Não concordo

“Ainda que não tivessemos perante nós a realidade das experiências Nazi e Comunista, temos essas obras de ficção por Orwell, Huxley e Koestler, que nos avisam daquilo em que o mundo pode inevitavelmente tornar-se quando a humanidade se rende à ciência. Ver os seres humanos como objectos não é vê-los como eles são, apagando a aparência através da qual se relacionam uns com os outros como pessoas. É criar uma nova espécie de criatura, um ser humano despersonalizado, em que sujeito e objecto se distanciam, o primeiro em direcção a um mundo de sonhos desamparados, o segundo para a destruição. Num sentido muito concreto, não pode, portanto, existir uma ciência que explore o que somos uns para os outros, quando respondemos uns aos outros como pessoas.”

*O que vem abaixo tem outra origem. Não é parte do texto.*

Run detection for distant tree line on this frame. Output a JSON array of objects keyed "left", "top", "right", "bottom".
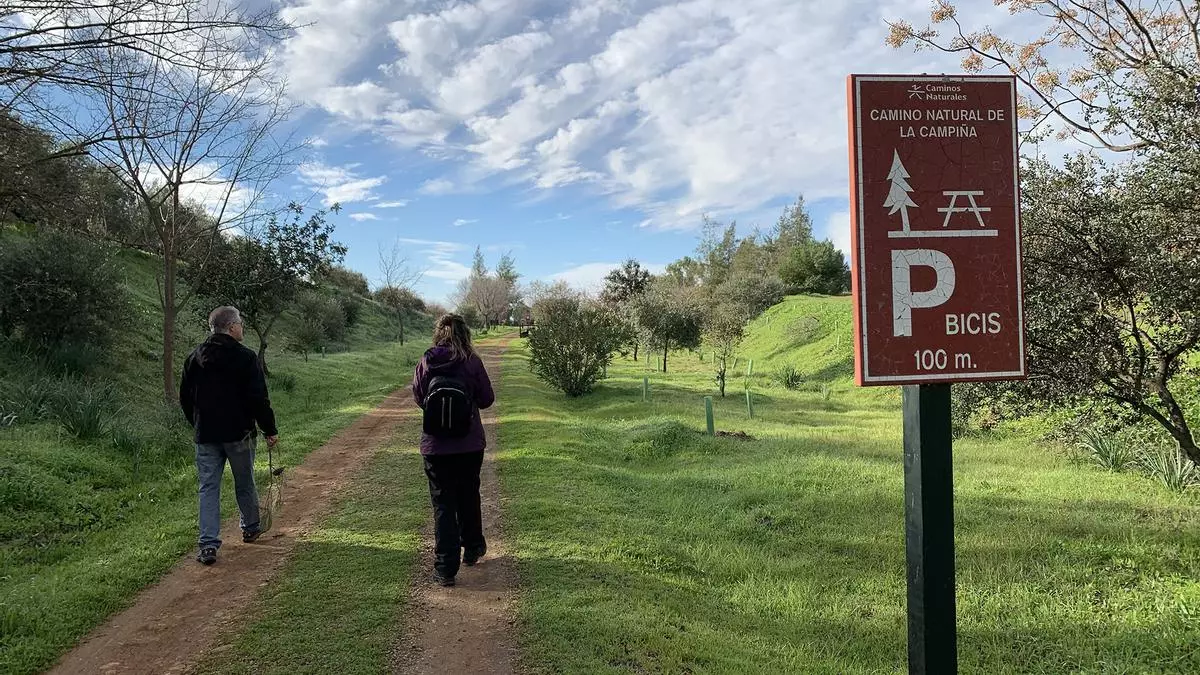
[{"left": 529, "top": 197, "right": 850, "bottom": 396}]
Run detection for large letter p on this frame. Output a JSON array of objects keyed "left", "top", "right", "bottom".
[{"left": 892, "top": 249, "right": 954, "bottom": 338}]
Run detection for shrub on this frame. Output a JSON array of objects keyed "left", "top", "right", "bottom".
[
  {"left": 775, "top": 365, "right": 804, "bottom": 390},
  {"left": 269, "top": 371, "right": 296, "bottom": 394},
  {"left": 323, "top": 265, "right": 371, "bottom": 297},
  {"left": 1078, "top": 428, "right": 1138, "bottom": 471},
  {"left": 52, "top": 380, "right": 115, "bottom": 441},
  {"left": 0, "top": 378, "right": 59, "bottom": 425},
  {"left": 1140, "top": 447, "right": 1200, "bottom": 492},
  {"left": 296, "top": 292, "right": 346, "bottom": 342},
  {"left": 0, "top": 232, "right": 127, "bottom": 347},
  {"left": 779, "top": 240, "right": 850, "bottom": 295},
  {"left": 529, "top": 298, "right": 620, "bottom": 398},
  {"left": 713, "top": 273, "right": 787, "bottom": 318},
  {"left": 46, "top": 344, "right": 104, "bottom": 375},
  {"left": 337, "top": 294, "right": 362, "bottom": 329},
  {"left": 288, "top": 321, "right": 325, "bottom": 360}
]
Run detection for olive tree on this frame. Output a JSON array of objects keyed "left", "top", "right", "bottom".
[
  {"left": 529, "top": 297, "right": 622, "bottom": 398},
  {"left": 1022, "top": 156, "right": 1200, "bottom": 462}
]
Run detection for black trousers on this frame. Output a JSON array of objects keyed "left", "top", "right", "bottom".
[{"left": 425, "top": 450, "right": 486, "bottom": 577}]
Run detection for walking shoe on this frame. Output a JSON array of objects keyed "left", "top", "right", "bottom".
[{"left": 462, "top": 544, "right": 487, "bottom": 567}]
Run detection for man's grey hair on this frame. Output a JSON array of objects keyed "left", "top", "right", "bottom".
[{"left": 209, "top": 306, "right": 241, "bottom": 333}]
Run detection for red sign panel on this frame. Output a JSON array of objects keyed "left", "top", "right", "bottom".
[{"left": 847, "top": 74, "right": 1025, "bottom": 386}]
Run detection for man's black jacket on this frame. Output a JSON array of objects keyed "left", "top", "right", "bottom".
[{"left": 179, "top": 333, "right": 278, "bottom": 443}]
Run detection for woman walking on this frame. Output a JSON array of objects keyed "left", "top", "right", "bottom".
[{"left": 413, "top": 313, "right": 496, "bottom": 586}]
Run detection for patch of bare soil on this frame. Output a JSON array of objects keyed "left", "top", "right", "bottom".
[
  {"left": 395, "top": 345, "right": 517, "bottom": 674},
  {"left": 50, "top": 388, "right": 416, "bottom": 675}
]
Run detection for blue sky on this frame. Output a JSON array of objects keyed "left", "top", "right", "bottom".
[{"left": 265, "top": 0, "right": 1041, "bottom": 300}]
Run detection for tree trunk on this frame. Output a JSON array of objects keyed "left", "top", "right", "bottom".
[
  {"left": 162, "top": 249, "right": 179, "bottom": 404},
  {"left": 258, "top": 335, "right": 271, "bottom": 375}
]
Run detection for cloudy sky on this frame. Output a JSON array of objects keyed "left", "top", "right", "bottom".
[{"left": 270, "top": 0, "right": 1024, "bottom": 299}]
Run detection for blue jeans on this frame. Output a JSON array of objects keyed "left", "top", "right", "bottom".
[{"left": 196, "top": 437, "right": 258, "bottom": 549}]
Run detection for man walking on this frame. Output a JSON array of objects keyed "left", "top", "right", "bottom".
[{"left": 179, "top": 307, "right": 278, "bottom": 565}]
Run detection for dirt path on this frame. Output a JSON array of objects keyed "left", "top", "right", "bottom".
[
  {"left": 395, "top": 345, "right": 517, "bottom": 674},
  {"left": 50, "top": 388, "right": 416, "bottom": 675}
]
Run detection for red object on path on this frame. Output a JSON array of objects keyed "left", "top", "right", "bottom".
[{"left": 847, "top": 74, "right": 1026, "bottom": 386}]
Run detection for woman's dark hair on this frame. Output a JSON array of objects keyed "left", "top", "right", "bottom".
[{"left": 433, "top": 313, "right": 475, "bottom": 360}]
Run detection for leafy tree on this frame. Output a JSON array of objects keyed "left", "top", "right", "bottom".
[
  {"left": 1021, "top": 156, "right": 1200, "bottom": 462},
  {"left": 496, "top": 252, "right": 521, "bottom": 323},
  {"left": 636, "top": 280, "right": 704, "bottom": 372},
  {"left": 662, "top": 256, "right": 704, "bottom": 286},
  {"left": 322, "top": 265, "right": 371, "bottom": 298},
  {"left": 376, "top": 286, "right": 425, "bottom": 345},
  {"left": 703, "top": 303, "right": 746, "bottom": 399},
  {"left": 600, "top": 258, "right": 653, "bottom": 362},
  {"left": 780, "top": 239, "right": 850, "bottom": 295},
  {"left": 887, "top": 0, "right": 1200, "bottom": 156},
  {"left": 600, "top": 258, "right": 652, "bottom": 305},
  {"left": 185, "top": 203, "right": 346, "bottom": 371},
  {"left": 0, "top": 232, "right": 128, "bottom": 347},
  {"left": 767, "top": 195, "right": 812, "bottom": 263},
  {"left": 713, "top": 273, "right": 787, "bottom": 321},
  {"left": 376, "top": 241, "right": 425, "bottom": 345},
  {"left": 696, "top": 216, "right": 738, "bottom": 286},
  {"left": 529, "top": 297, "right": 620, "bottom": 398},
  {"left": 296, "top": 291, "right": 346, "bottom": 342}
]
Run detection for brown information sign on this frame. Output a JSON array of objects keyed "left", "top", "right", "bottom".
[{"left": 848, "top": 74, "right": 1025, "bottom": 386}]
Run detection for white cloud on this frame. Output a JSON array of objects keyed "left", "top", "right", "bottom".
[
  {"left": 416, "top": 178, "right": 455, "bottom": 195},
  {"left": 283, "top": 0, "right": 1020, "bottom": 227},
  {"left": 547, "top": 263, "right": 666, "bottom": 293},
  {"left": 812, "top": 211, "right": 851, "bottom": 255},
  {"left": 296, "top": 162, "right": 388, "bottom": 207},
  {"left": 398, "top": 239, "right": 470, "bottom": 283}
]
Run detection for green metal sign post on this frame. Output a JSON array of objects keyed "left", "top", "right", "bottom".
[{"left": 904, "top": 384, "right": 958, "bottom": 674}]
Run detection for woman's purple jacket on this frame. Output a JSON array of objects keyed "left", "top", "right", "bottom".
[{"left": 413, "top": 347, "right": 496, "bottom": 455}]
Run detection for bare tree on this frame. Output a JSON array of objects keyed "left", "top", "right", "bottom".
[
  {"left": 376, "top": 241, "right": 425, "bottom": 345},
  {"left": 0, "top": 0, "right": 292, "bottom": 160},
  {"left": 79, "top": 17, "right": 296, "bottom": 401}
]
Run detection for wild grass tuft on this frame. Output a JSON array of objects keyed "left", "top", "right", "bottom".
[
  {"left": 1078, "top": 426, "right": 1138, "bottom": 472},
  {"left": 1140, "top": 446, "right": 1200, "bottom": 492}
]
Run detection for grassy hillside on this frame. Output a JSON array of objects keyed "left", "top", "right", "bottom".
[
  {"left": 740, "top": 295, "right": 854, "bottom": 383},
  {"left": 0, "top": 239, "right": 426, "bottom": 673},
  {"left": 499, "top": 298, "right": 1200, "bottom": 673}
]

in Guia de Filosofia para Pessoas Inteligentes by Roger Scruton

Neste livro Roger Scruton posiciona filosofia e ciência em posições antagónicas: a filosofia como a consolação humana para o bisturi implacável de uma ciência insensível. É precisamente este tipo de apologia ao divórcio entre as diferentes disciplinas do conhecimento que até poderia ser compreensível aquando da sua génese, por questões de afirmação e clarificação epistemológica, mas que por esta altura já deveria ter sido ultrapassada. António Damásio (por exemplo) já o fez. No seu livro Ao Encontro de Espinosa tece uma ligação entre filosofia e ciência onde cabem tanto a ressonância magnética funcional, que analisa a activação dos componentes cerebrais a diferentes estímulos, como os porquê – tipicamente filosóficos – de as coisas serem como são. A consciência vista pelo eu e pelo outro.

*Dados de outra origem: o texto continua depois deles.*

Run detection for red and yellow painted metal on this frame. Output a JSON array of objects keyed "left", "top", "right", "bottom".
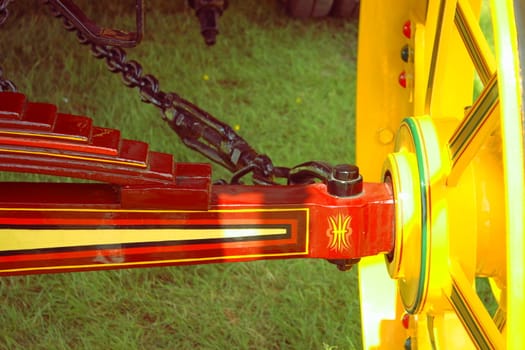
[
  {"left": 0, "top": 0, "right": 525, "bottom": 349},
  {"left": 0, "top": 92, "right": 394, "bottom": 275},
  {"left": 357, "top": 0, "right": 525, "bottom": 349}
]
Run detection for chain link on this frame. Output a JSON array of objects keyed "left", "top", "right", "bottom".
[{"left": 42, "top": 0, "right": 289, "bottom": 184}]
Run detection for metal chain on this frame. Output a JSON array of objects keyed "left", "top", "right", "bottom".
[{"left": 43, "top": 0, "right": 289, "bottom": 184}]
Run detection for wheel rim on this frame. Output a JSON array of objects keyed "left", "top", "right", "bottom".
[{"left": 357, "top": 0, "right": 525, "bottom": 348}]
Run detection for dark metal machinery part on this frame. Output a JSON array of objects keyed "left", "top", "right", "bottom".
[
  {"left": 188, "top": 0, "right": 228, "bottom": 45},
  {"left": 39, "top": 0, "right": 294, "bottom": 184},
  {"left": 8, "top": 0, "right": 362, "bottom": 197},
  {"left": 0, "top": 0, "right": 17, "bottom": 92},
  {"left": 43, "top": 0, "right": 144, "bottom": 47}
]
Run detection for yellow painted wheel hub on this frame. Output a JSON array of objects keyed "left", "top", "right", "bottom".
[{"left": 357, "top": 0, "right": 525, "bottom": 349}]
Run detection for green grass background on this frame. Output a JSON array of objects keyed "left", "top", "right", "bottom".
[{"left": 0, "top": 0, "right": 361, "bottom": 349}]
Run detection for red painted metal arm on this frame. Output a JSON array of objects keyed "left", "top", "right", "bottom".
[{"left": 0, "top": 93, "right": 393, "bottom": 275}]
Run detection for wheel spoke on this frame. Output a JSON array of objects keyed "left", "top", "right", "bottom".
[
  {"left": 454, "top": 0, "right": 496, "bottom": 85},
  {"left": 447, "top": 261, "right": 504, "bottom": 349},
  {"left": 447, "top": 75, "right": 499, "bottom": 186}
]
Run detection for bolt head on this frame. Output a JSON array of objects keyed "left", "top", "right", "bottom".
[{"left": 333, "top": 164, "right": 359, "bottom": 181}]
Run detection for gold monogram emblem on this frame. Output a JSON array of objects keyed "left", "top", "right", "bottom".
[{"left": 326, "top": 214, "right": 352, "bottom": 252}]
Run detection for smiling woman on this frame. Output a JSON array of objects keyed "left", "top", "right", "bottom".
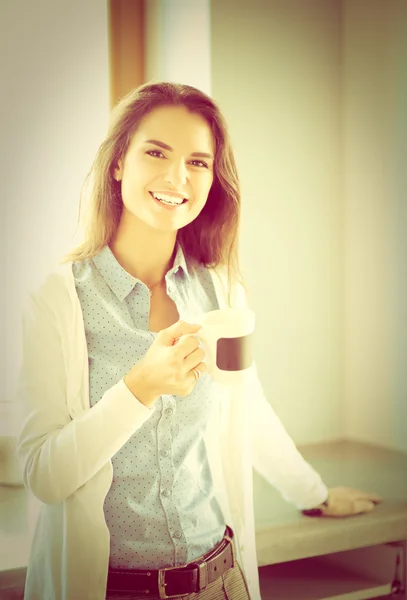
[
  {"left": 14, "top": 78, "right": 378, "bottom": 600},
  {"left": 64, "top": 83, "right": 243, "bottom": 300}
]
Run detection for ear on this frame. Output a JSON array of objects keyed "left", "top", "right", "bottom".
[{"left": 113, "top": 158, "right": 123, "bottom": 181}]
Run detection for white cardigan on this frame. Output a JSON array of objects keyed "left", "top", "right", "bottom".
[{"left": 18, "top": 263, "right": 327, "bottom": 600}]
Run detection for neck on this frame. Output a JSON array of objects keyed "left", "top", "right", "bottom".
[{"left": 109, "top": 208, "right": 177, "bottom": 287}]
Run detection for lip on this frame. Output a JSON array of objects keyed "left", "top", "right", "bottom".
[
  {"left": 150, "top": 190, "right": 189, "bottom": 200},
  {"left": 150, "top": 192, "right": 186, "bottom": 210}
]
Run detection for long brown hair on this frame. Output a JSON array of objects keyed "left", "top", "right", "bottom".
[{"left": 61, "top": 82, "right": 244, "bottom": 300}]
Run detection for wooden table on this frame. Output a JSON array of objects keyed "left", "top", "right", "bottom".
[{"left": 254, "top": 441, "right": 407, "bottom": 600}]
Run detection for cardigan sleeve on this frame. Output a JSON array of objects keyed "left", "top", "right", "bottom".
[
  {"left": 220, "top": 274, "right": 328, "bottom": 509},
  {"left": 248, "top": 365, "right": 328, "bottom": 509},
  {"left": 16, "top": 294, "right": 154, "bottom": 504}
]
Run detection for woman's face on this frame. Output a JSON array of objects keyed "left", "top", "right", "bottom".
[{"left": 114, "top": 106, "right": 215, "bottom": 231}]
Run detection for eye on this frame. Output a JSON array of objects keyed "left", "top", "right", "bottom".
[
  {"left": 146, "top": 150, "right": 165, "bottom": 158},
  {"left": 191, "top": 160, "right": 208, "bottom": 169}
]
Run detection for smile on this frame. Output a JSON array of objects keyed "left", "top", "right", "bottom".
[{"left": 150, "top": 192, "right": 188, "bottom": 206}]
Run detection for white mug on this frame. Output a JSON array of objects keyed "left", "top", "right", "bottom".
[{"left": 193, "top": 308, "right": 255, "bottom": 385}]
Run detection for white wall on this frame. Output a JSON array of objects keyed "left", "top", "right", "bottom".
[
  {"left": 211, "top": 0, "right": 344, "bottom": 443},
  {"left": 145, "top": 0, "right": 211, "bottom": 94},
  {"left": 0, "top": 0, "right": 109, "bottom": 408},
  {"left": 343, "top": 0, "right": 407, "bottom": 451}
]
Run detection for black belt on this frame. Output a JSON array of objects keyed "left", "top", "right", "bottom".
[{"left": 107, "top": 527, "right": 235, "bottom": 598}]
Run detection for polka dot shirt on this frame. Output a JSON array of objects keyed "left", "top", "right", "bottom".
[{"left": 73, "top": 245, "right": 225, "bottom": 569}]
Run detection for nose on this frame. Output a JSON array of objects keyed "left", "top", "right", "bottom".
[{"left": 164, "top": 160, "right": 188, "bottom": 187}]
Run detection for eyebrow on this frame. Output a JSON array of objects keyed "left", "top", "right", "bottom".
[{"left": 144, "top": 140, "right": 213, "bottom": 160}]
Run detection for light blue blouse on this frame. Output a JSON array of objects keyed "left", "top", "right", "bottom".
[{"left": 73, "top": 245, "right": 225, "bottom": 569}]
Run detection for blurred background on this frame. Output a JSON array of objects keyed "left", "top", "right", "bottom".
[{"left": 0, "top": 0, "right": 407, "bottom": 478}]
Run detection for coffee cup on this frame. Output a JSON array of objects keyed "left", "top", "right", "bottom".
[{"left": 194, "top": 308, "right": 255, "bottom": 385}]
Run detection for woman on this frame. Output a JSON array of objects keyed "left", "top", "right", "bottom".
[{"left": 18, "top": 83, "right": 378, "bottom": 600}]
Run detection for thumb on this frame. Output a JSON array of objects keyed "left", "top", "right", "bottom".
[{"left": 157, "top": 321, "right": 201, "bottom": 346}]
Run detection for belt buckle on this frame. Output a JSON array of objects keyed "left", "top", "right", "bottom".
[{"left": 158, "top": 567, "right": 190, "bottom": 600}]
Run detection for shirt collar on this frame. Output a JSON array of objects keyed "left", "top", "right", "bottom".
[{"left": 92, "top": 243, "right": 190, "bottom": 302}]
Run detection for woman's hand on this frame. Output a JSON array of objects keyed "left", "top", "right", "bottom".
[
  {"left": 303, "top": 487, "right": 381, "bottom": 517},
  {"left": 123, "top": 321, "right": 207, "bottom": 406}
]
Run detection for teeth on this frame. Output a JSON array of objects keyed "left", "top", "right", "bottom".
[{"left": 152, "top": 192, "right": 183, "bottom": 205}]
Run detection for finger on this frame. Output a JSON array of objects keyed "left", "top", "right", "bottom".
[
  {"left": 189, "top": 363, "right": 208, "bottom": 382},
  {"left": 184, "top": 348, "right": 206, "bottom": 371},
  {"left": 157, "top": 320, "right": 201, "bottom": 346},
  {"left": 175, "top": 334, "right": 201, "bottom": 356},
  {"left": 349, "top": 488, "right": 382, "bottom": 503},
  {"left": 354, "top": 500, "right": 374, "bottom": 515}
]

A ética – tema filosófico por excelência – não deve, nem pode, ser dissociada da ciência. E se há, na ciência, uma tendência para objectificar o ser humano, ela surge precisamente pela mão de quem julga ser imperativo dissociar.

Não sendo filósofa nem cientista e apenas interessada na matéria do conhecimento, pouco me importam os argumentos com que os diferentes protagonistas destes campos esgrimem entre si qual tem mais autoridade enquanto método de conhecer. Interessa-me sim verificar se podemos obter mais do que a soma das partes quando combinarmos os resultados brilhantes de cada uma das tentativas de alcançar a verdade.